Bilim adamı öneriyi kabul etmiş.
Şoför arka koltuğa geçmiş.
Bilim adamı şoförün şapkasını giyip öne oturmuş. Konferansın verileceği salona varmışlar. Şoför kürsüye çıkmış, hiç teklemeden çok güzel bir konuşma yapmış. Ve sormuş:
- Sorusu olan var mı?
Ülkenin ciddi bilim adamlarından biri "var" demiş ve oldukça zor bir soru sormuş. Şoför hiç tereddüt etmeden:
- Çok kolay bir soru bu, demiş, şoförüm bile bilir.
Gidip çağırayım, sizin sorunuzu o yanıtlasın...
İnternetten
..
Bankacı
Bankaya yeni bir memur girer. Bir masa verilir, oturur. Ama masada kağıt, kalem, bilgisayar hiçbir şey yok.

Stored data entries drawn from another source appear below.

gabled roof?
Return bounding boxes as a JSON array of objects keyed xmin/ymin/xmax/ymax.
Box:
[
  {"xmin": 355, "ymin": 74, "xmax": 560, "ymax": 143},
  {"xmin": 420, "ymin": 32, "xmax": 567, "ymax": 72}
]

Genç çok sinirlenir, kendisine verilen numaralardan depo müdürlüğü olarak bildiğini çevirir. Karşısına çıkan ilk kişiye bağırıp çağırmaya, küfretmeye başlar:
- Ne dalgacı heriflersiniz, bankamı kreş mi kardeşim burası, hemen istediklerimi getirin, gelirsem dağıtırım orayı ona göre.
Telefondaki ses sakin bir tonla cevap verir:
- Siz kiminle konuştuğunuzu biliyor musunuz acaba?
- Hayır, kiminle konuşuyormuşum bakalım?
- Ben bu bankanın müdürüyüm!
Çocuk yutkunur:
- Peki siz kiminle konuştuğunuzu biliyor musunuz?
- Hayır.
- Ohhh, çok şükür, ve telefonu kapatır.